For instance, I need to see if ruby is installed. I don't care if it is the zipped version or the full blown install.
If it is not installed, then I would like to default to one of these two (the one that doesn't require an install).
Other use cases, install a pdf reader. I wouldn't necessarily care if it is adobe or foxit. I just want one of these to be installed.
See this for more explanation section "3.6 Virtual packages" http://www.debian.org/doc/debian-policy/ch-binary.html
Another resource for explanation: http://www.linuxtopia.org/online_books/linux_system_administration/debian_linux_guides/debian_linux_faq/ch-pkg_basics.en_007.html
This idea should be slightly expanded to include "meta" packages. See https://help.ubuntu.com/community/MetaPackages for an explanation. This would allow packages that don't include anything other than dependencies.
Meta packages are already in chocolatey. Thanks for the suggestion though, I probably need to make the docs highlight that a little more.

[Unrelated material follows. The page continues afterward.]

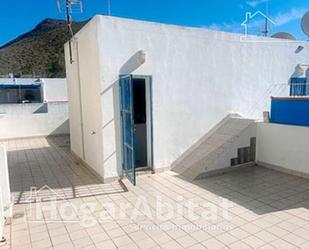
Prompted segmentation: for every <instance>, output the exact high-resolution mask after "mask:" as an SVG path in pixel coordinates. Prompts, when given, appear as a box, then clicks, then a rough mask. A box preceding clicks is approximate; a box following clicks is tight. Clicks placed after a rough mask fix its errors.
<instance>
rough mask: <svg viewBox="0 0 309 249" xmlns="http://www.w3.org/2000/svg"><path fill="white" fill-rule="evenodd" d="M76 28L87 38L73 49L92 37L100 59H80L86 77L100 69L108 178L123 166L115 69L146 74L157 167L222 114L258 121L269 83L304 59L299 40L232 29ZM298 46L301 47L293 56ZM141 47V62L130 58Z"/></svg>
mask: <svg viewBox="0 0 309 249" xmlns="http://www.w3.org/2000/svg"><path fill="white" fill-rule="evenodd" d="M94 25H96V26H97V29H98V30H97V35H98V36H97V37H95V36H93V35H92V34H93V33H94V32H92V30H91V29H92V28H90V26H94ZM82 33H83V35H85V36H88V37H89V39H85V38H84V39H83V40H81V39H80V38H79V34H77V36H76V37H77V40H78V43H79V46H87V45H86V44H83V45H81V44H82V43H89V44H93V39H94V40H96V43H97V44H96V45H97V46H98V49H99V50H98V52H99V54H98V55H99V57H98V58H96V57H95V58H91V57H89V56H87V55H86V54H85V55H84V56H83V57H82V56H81V57H80V61H83V62H84V64H85V65H84V66H83V69H82V70H84V73H86V72H87V71H88V75H89V74H91V73H90V72H91V70H90V68H92V67H95V68H96V67H97V66H98V65H99V68H100V77H99V80H100V81H99V83H100V92H101V96H102V98H101V103H100V105H101V110H102V117H101V118H102V121H101V123H102V130H101V132H102V142H103V147H102V151H101V152H102V155H103V157H104V159H103V161H104V169H105V170H106V172H105V173H104V174H105V175H106V176H109V177H112V176H117V175H118V173H119V168H121V146H120V137H121V136H120V122H119V95H118V91H119V90H118V77H119V74H136V75H151V76H152V79H153V82H152V83H153V85H152V90H153V93H152V96H153V143H154V167H155V168H161V167H167V166H170V164H171V163H172V162H173V161H174V160H176V159H177V158H178V157H179V156H180V155H181V154H182V153H183V152H185V151H186V150H187V149H188V148H189V147H190V146H191V145H192V144H194V143H195V142H196V141H198V140H199V138H201V137H202V136H203V135H205V134H206V133H207V132H208V131H209V130H210V129H211V127H213V126H214V125H215V124H217V123H218V122H219V121H220V120H222V119H223V118H224V117H225V116H226V115H227V114H228V113H240V114H241V115H242V116H244V117H246V118H261V117H262V112H263V111H265V110H267V109H269V99H270V96H269V95H270V94H269V92H270V90H272V84H275V83H288V81H289V78H290V76H291V75H292V74H293V72H294V68H295V66H296V65H297V64H299V63H308V58H309V46H308V44H307V43H305V42H285V41H282V42H267V41H270V40H267V39H266V40H263V42H252V41H251V42H240V36H239V35H236V34H230V33H223V32H216V31H209V30H205V29H197V28H186V27H178V26H173V25H163V24H158V23H149V22H142V21H134V20H127V19H121V18H114V17H106V16H96V17H95V18H94V19H92V21H91V25H89V24H88V26H87V27H85V28H84V29H83V30H82ZM90 37H92V39H90ZM255 39H259V38H255ZM272 41H273V40H272ZM89 44H88V45H89ZM94 45H95V44H94ZM299 45H302V46H304V47H305V49H304V50H303V51H302V52H300V53H295V50H296V49H297V47H298V46H299ZM140 50H144V51H145V52H146V62H145V63H144V64H143V65H138V64H135V62H136V60H134V55H135V54H136V53H137V52H138V51H140ZM69 74H70V72H69ZM71 84H73V82H72V83H71ZM273 94H274V95H275V92H273ZM90 146H91V145H90Z"/></svg>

From your comment on your blog, I think you're intending to do this in a very different way than Debian does. It sounds like you're intending to have a package that actually points to other packages, which is a bit fragile compared to the Debian way of doing it (a package "Provides" a virtual package, and other packages "Depends" on the virtual package.

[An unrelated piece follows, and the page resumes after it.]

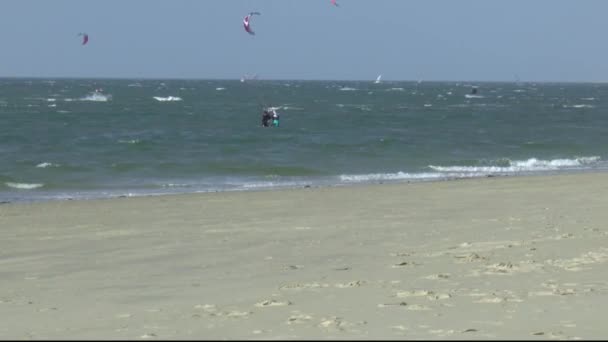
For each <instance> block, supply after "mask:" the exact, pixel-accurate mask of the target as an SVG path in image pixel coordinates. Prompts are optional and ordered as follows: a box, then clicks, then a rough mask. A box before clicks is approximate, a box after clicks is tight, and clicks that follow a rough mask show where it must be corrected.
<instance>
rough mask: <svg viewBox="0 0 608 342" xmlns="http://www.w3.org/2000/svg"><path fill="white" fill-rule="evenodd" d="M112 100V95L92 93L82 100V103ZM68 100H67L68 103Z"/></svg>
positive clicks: (103, 101)
mask: <svg viewBox="0 0 608 342" xmlns="http://www.w3.org/2000/svg"><path fill="white" fill-rule="evenodd" d="M111 99H112V95H104V94H100V93H92V94H89V95H87V96H85V97H82V98H80V101H93V102H107V101H109V100H111ZM67 100H68V99H66V101H67Z"/></svg>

Debian is helped out by having a local package list with metadata about all the packages sitting right there, but from what I can tell, Chocolatey will have to query the server. Not that that's a problem, really, but it might be useful to have a list of virtual packages provided by installed packages. Or maybe it's easy enough to parse all the nupkg files to find them on pkg install.
I haven't looked at Chocolatey's inner workings at all, but I want to make sure you've thought about this before you implement it.

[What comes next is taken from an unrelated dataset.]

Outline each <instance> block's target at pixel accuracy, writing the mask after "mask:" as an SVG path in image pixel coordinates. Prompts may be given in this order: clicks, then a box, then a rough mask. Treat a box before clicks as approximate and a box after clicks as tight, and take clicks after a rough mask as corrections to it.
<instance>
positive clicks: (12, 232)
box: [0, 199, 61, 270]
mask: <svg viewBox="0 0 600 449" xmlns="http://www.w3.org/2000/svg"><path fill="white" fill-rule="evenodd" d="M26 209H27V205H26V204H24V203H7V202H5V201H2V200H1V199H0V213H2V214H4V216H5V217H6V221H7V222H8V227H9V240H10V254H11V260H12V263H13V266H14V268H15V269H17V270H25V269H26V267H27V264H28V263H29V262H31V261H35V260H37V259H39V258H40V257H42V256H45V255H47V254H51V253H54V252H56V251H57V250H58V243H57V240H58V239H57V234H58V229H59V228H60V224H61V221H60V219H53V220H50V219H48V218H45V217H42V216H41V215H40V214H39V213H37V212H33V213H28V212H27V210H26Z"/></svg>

Thought about it quite a bit, but maybe I'm missing the boat with virtual packages. I need to depend on the virtual package, but how does the virtual know what packages satisfy the virtual package requirement?
From what you are saying, it sounds like debian uses some metadata about packages to know whether they are say a "PDFReader" or not. That could get pretty server intensive as chocolatey doesn't keep a local list of packages (which also means it doesn't give a nice "Did you mean 'apt-get curl'?" message either.
Perhaps one could depend on a tag, but that's not reliable on the nuget framework. The current method of implementation I've thought of isn't perfect (doesn't automatically have new packages that meet the virtual requirement), but it's a start... :)
"We never usually go the right direction in the start, only discover it after we've made progress."
Although if you have ideas on how to make it easier to register an application as satisfying a virtual requirement, I'm definitely open to it.
I believe in the blog post you were reading, I was thinking of taking virtual packages to a new level where someone could configure whether they want the ".noinstall" or ".install" version of a tool/application (like nodejs). Other packages would only depend on the virtual package and then the one the user wants would be installed.